This topic describes how to use Data Lake Formation (DLF) to read data from and write data to Object Storage Service (OSS) in Hologres.

Background information

As the digital transformation of enterprises develops, the amount of data that enterprises need to store increases exponentially. Traditional data analysis faces great challenges in terms of the cost, scale, and data diversity. Hologres works with DLF and OSS to provide the data lake acceleration service DLF_FDW based on data lakehouses. This service helps enterprises implement cost-effective storage of a large amount of data, centralized metadata management, and efficient data analysis and data insights.

Alibaba Cloud DLF is a fully managed service that helps you build data lakes and data lakehouses in the cloud. The service provides centralized metadata management, centralized permission and security management, and convenient data ingestion and exploration capabilities for data lakes in the cloud. For more information about DLF, see Overview.

DLF uses Alibaba Cloud OSS as its source of cloud data lakes. OSS is a secure, cost-effective, and highly reliable service that can store large amounts of data and all types of files. It can provide 99.9999999999% (twelve 9's) of data durability and has become the standard for data lake storage. For more information about OSS, see What is OSS?.

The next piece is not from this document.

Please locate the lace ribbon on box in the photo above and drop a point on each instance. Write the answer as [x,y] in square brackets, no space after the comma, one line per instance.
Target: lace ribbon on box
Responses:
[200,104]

Hologres is seamlessly integrated with DLF and OSS. Hologres allows you to use DLF to read data from and write data to OSS by using foreign tables. Foreign tables are used to map fields rather than store data. Hologres can directly accelerate the reads and writes of a variety of types of data stored in OSS buckets. This reduces development and O&M costs, breaks down data silos, and realizes business insights.

Features

In Hologres V1.1 and later, files in the ORC, Parquet, CSV, or SequenceFile format can be read from OSS. In Hologres V1.3 and later, files in the HUDI or Delta format can be read from OSS, and files in the ORC, Parquet, CSV, or SequenceFile format can be written to OSS. You can view the version of your Hologres instance on the instance details page in the Hologres console. If the version of your Hologres instance is earlier than V1.1, join DingTalk group 32314975 for technical support or submit a ticket to apply for updating your instance.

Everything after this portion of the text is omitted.